Exhibit (10)(g)(6)

                                 AMENDMENT NO. 4
                                     TO THE
                                HUNT CORPORATION
                      SUPPLEMENTAL EXECUTIVE BENEFITS PLAN

               (As Amended and Restated Effective January 1, 1997)


            WHEREAS, Hunt Corporation (the "Company") maintains the Hunt
Corporation Supplemental Executive Benefits Plan (the "Plan"); and

            WHEREAS, the Company most recently amended and restated the Plan
effective January 1, 1997, and has subsequently further amended the Plan from
time to time; and

            WHEREAS, the Company desires to amend the Plan in order to provide
for full vesting in certain benefits after five Years of Vesting Service;

            NOW, THEREFORE, effective October 1, 2001, with respect to any
Participant who is in the active employ of a Participating Company on or after
such date, the Plan is hereby amended as follows:

            1.  Section 2.30 of the Plan is amended to read as follows:

                  2.30 Early Retirement Date: The first day of any month
                  coincident with, or immediately following, the earlier of:

                           (a)      The Participant's 55th birthday, provided he
                                    or she has completed 10 or more Years of
                                    Vesting Service with a Participating Company
                                    on such date; or

                           (b)      The Participant's 52nd birthday, provided he
                                    or she has completed 20 or more Years of
                                    Vesting Service with a Participating Company
                                    on such date,

                  and further provided, in either case, that he or she has not
                  reached his or her Normal Retirement Date.

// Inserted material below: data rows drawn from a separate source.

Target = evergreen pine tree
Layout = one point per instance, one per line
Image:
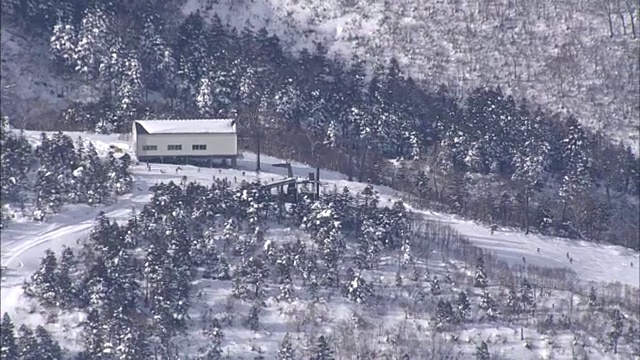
(44, 284)
(253, 320)
(27, 344)
(480, 277)
(322, 350)
(616, 330)
(462, 307)
(48, 348)
(482, 351)
(8, 345)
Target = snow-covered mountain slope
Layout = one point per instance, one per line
(562, 55)
(591, 262)
(24, 242)
(30, 88)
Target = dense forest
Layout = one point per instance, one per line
(486, 156)
(57, 172)
(142, 283)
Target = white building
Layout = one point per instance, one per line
(184, 140)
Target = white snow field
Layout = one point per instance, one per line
(24, 242)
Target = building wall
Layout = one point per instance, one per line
(216, 144)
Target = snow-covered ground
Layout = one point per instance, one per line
(24, 242)
(558, 54)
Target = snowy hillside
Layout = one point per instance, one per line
(25, 242)
(562, 55)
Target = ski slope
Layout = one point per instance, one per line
(23, 243)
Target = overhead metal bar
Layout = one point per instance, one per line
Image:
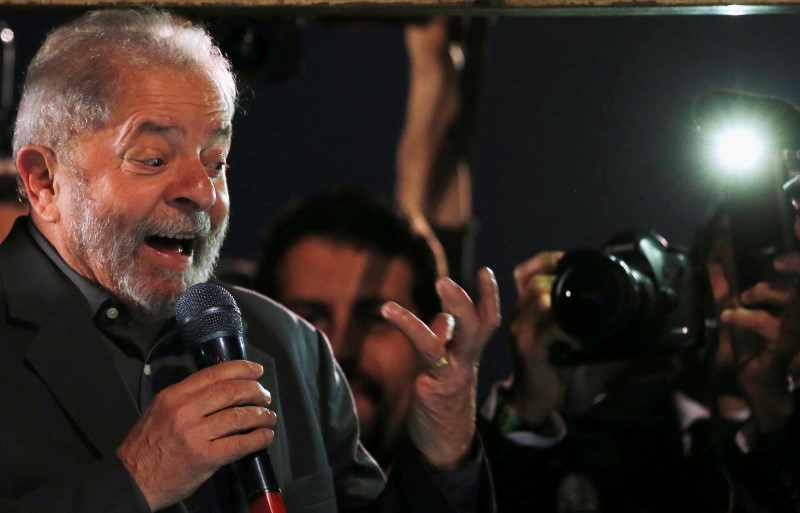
(447, 7)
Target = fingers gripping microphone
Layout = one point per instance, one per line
(210, 324)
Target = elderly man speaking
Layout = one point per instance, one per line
(121, 142)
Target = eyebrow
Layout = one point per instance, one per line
(154, 127)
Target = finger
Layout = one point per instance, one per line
(543, 263)
(489, 302)
(772, 293)
(443, 326)
(238, 420)
(788, 262)
(226, 394)
(234, 369)
(757, 321)
(429, 346)
(232, 448)
(467, 339)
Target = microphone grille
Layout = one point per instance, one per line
(207, 310)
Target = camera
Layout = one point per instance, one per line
(638, 296)
(755, 199)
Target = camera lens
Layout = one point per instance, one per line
(597, 296)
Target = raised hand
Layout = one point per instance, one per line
(441, 422)
(764, 345)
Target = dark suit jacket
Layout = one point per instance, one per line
(65, 408)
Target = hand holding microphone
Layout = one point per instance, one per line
(212, 418)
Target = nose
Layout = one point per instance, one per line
(191, 188)
(346, 341)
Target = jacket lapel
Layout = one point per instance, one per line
(67, 350)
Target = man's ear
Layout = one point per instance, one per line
(36, 166)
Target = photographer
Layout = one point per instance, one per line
(756, 391)
(617, 434)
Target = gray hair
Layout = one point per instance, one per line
(73, 81)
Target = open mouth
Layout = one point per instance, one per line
(182, 244)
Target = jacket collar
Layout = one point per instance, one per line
(67, 351)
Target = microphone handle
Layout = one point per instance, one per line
(255, 470)
(269, 502)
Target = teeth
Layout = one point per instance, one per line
(180, 236)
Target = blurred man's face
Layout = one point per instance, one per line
(143, 200)
(340, 290)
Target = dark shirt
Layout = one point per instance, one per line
(149, 358)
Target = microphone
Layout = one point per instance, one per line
(210, 325)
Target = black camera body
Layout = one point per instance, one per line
(637, 297)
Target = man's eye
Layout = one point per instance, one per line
(220, 168)
(154, 162)
(371, 320)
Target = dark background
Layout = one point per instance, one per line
(584, 124)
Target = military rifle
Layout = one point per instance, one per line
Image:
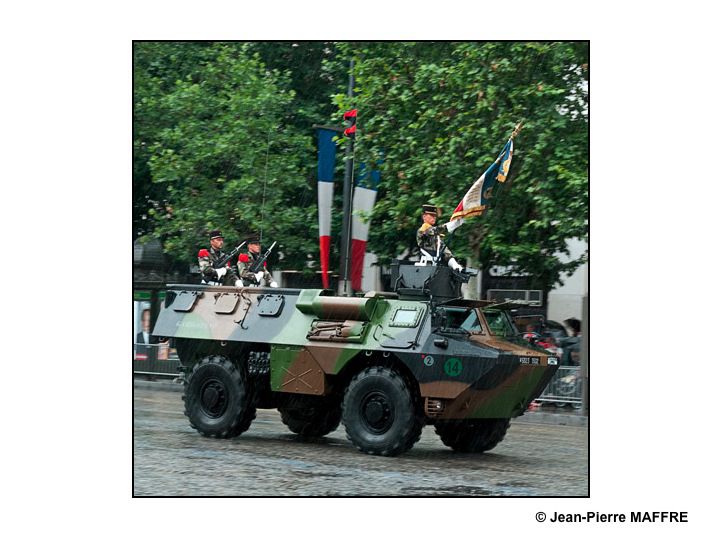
(220, 263)
(258, 264)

            2.  Section 4.6 of the Plan is amended to read as follows:

                      4.6 Separation: An Executive Officer Participant shall be
                      fully vested in his or her Accrued Benefit under the Plan
                      when he or she completes five Years of Vesting Service.
                      Except as otherwise provided in the Plan, such Executive
                      Officer Participant shall have no vested interest in
                      benefits under this Article IV until her or she completes
                      five Years of Vesting Service. Any Executive Officer
                      Participant who separates from the service of a
                      Participating Company (other than for purposes of
                      transferring to another Participating Company) after he or
                      she has completed five Years of Vesting Service but before
                      his or her Normal Retirement Date shall be entitled to a
                      deferred pension commencing at the date which would have
                      been his or her Normal Retirement Date. An Executive
                      Officer Participant who separates from service after he or
                      she has completed ten Years of Vesting Service may instead
                      irrevocably elect, on the Appropriate Form filed with the
                      Committee, no later than the later of:

                           (a)      30 days prior to his or her termination of
                                    employment with the Participating Companies;
                                    or



                           (b)      30 days prior to the beginning of his or her
                                    taxable year in which occurs his or her
                                    Annuity Starting Date,

to have payment commence on a date specified by him or her in such election
which date must be:

                                    (1)      after the date he or she terminates
                                             employment with the Participating
                                             Companies;

                                    (2)      no earlier than the first day of
                                             his or her taxable year following
                                             the date of his or her election;

                                    (3)      no earlier than the date on which
                                             he or she attains age 55; and

                                    (4)      prior to the date which would have
                                             been his or her Normal Retirement
                                             Date.

The amount of the deferred pension shall be in accordance with the Executive
Officer Participant's vested Accrued Benefit calculated as of the date of his or
her separation from service, but reduced, if payment commences prior to Normal
Retirement Date, by the factors set forth in Table II of Plan Exhibit A.

                  IN WITNESS WHEREOF, Hunt Corporation has caused these presents
to be duly executed this 4th day of October, 2001.